Cooking Tips & Tricks (Chef’s Notes)
A few simple tweaks can turn your chicken meatloaf from good to absolutely magnificent, and trust me, these little secrets make all the difference.
- Don’t overmix the meat – Once you combine everything, mix just until it comes together. Overworking ground chicken turns it into a dense, rubbery brick, and nobody wants to chew their way through that disappointment.
- Let the stuffing mix hydrate first – Give those breadcrumbs about 5 minutes to soak up moisture from the eggs and other ingredients before shaping your loaf. This prevents dry pockets that’ll make you wonder why you didn’t just order pizza instead.
- Use a meat thermometer – Chicken needs to hit 165°F internally, but don’t just guess and hope for the best. Nobody wants to serve undercooked poultry, and nobody wants to turn their beautiful meatloaf into chicken jerky either.
- Create a foil tent if it browns too fast – Sometimes the top gets a little too enthusiastic about browning while the inside is still catching up. Just loosely cover with foil and let it finish cooking without turning into a hockey puck.
- Let it rest completely – I know that 15-minute waiting period feels like torture when you’re hungry, but cutting too early means your slices will fall apart faster than my resolve at a bakery. The resting time lets everything set up properly.
- Line your pan with parchment – Makes cleanup so much easier, and you can actually get your meatloaf out in one piece instead of excavating it with a spatula like you’re on an archaeological dig.
Nutritional Facts
Based on the complete recipe serving 8 portions, here’s what you’re getting per slice:
- Calories: 285 per serving
- Protein: 28g – excellent source for muscle maintenance and satiety
- Total Fat: 12g (mostly from chicken and eggs)
- Saturated Fat: 4g
- Carbohydrates: 18g (primarily from stuffing mix)
- Fiber: 1g
- Sugar: 4g (from ketchup, barbecue sauce, and stuffing mix)
- Sodium: 720mg – about 31% of daily recommended intake
- Cholesterol: 125mg
- Calcium: 180mg (thanks to that parmesan cheese)
- Iron: 2mg
- Potassium: 380mg
Key Nutritional Highlights:
- High-quality lean protein – Ground chicken provides complete amino acids with less saturated fat than beef
- Lower calorie alternative – About 100 fewer calories per serving compared to traditional beef meatloaf
- Moderate sodium content – The stuffing mix contributes most of the sodium, so watch your sides
- Good calcium source – Parmesan cheese adds bone-supporting minerals
- Balanced macronutrients – Solid protein-to-carb ratio keeps you satisfied longer
Fun “Did You Know?”
Beyond those impressive nutritional numbers, this chicken meatloaf carries some pretty fascinating food facts that’ll make you appreciate every bite even more.

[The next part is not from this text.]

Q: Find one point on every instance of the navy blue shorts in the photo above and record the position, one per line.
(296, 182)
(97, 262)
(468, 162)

Did you know meatloaf originated during the Great Depression as a way to stretch expensive meat with cheaper fillers? The Stove Top stuffing in our recipe serves that same purpose while adding incredible flavor.
Here’s something cool: chicken meatloaf actually holds together better than beef versions because ground chicken has more natural binding proteins.
Plus, that parmesan cheese isn’t just for taste—it contains natural enzymes that help tenderize the meat during cooking, creating our perfectly moist texture.